1. Open Data Hub Architecture¶
The architecture of the Open Data Hub is depicted in Figure 1.1, which shows its composing elements together with its main goal: To gather data from Data Sources and make them available to Data Consumers, which are usually third-party applications that use those data in any way that they deem useful, including (but not limited to) study the evolution of historical data, or carry out data analysis to produce Statistical Graphics.
At the core of the Open Data Hub lays bdp-core, a java application which contains all the business logic and handles all the connections with the underling database using the DAL. The Open Data Hub Core is composed by different modules: A Writer, that receives data from the Data Sources and stores them in the Database using the DAL and a Reader that extracts data form the databases and exposes them to Data Consumers using APIs on REST endpoints.

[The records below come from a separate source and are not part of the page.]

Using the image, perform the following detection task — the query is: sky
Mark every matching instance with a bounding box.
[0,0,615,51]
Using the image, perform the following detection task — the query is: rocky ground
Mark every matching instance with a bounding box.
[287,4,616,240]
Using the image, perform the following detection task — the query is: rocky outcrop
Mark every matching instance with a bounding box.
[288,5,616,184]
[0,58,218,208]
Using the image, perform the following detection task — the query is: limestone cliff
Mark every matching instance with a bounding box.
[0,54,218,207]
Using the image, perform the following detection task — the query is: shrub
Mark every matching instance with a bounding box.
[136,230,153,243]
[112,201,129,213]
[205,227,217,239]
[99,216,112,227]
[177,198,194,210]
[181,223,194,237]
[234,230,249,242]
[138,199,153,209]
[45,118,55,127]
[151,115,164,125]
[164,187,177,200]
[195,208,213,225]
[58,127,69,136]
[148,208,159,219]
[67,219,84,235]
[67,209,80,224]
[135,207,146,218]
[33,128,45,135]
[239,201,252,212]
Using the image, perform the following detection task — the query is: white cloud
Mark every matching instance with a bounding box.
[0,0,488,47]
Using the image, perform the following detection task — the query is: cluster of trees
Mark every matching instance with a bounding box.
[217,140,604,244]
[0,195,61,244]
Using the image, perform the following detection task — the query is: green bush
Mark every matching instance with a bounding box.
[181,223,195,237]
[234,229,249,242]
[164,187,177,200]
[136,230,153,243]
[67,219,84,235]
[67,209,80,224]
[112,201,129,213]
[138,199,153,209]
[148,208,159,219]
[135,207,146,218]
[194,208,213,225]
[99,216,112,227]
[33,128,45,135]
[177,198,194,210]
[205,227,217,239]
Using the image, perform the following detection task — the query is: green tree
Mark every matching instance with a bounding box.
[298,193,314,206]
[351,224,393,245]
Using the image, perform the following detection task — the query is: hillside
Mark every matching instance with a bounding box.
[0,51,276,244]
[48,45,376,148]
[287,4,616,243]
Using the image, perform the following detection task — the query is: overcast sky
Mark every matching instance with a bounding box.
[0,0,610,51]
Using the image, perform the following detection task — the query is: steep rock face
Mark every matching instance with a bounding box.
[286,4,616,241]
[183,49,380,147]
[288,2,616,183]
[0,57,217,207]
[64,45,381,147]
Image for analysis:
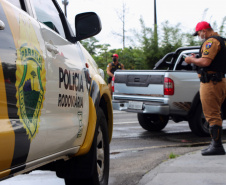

Communication with the Data Sources is guaranteed by the Data Collectors, which are Java applications built on top of the dc-interface that use a DTO for each different source to correctly import the data. Dual to the dc-interface, the ws-interface allows the export of DTOs to web services, that expose them to Data Consumers.
The bottom part of Figure 1.1 shows the Data Format used in the various steps of the data flow. Since the data are exposed in JSON, it is possible to develop applications in any language that uses them.
Records in the Data Sources can be stored in any format and are converted into JSON as DTOs. They are then transmitted to the Writer, who converts them and stores them in the Database using SQL. To expose data, the Reader queries the DB using SQL, transforms them in JSON’s DTOs to the Web Services who serve the JSON to the Data Consumers.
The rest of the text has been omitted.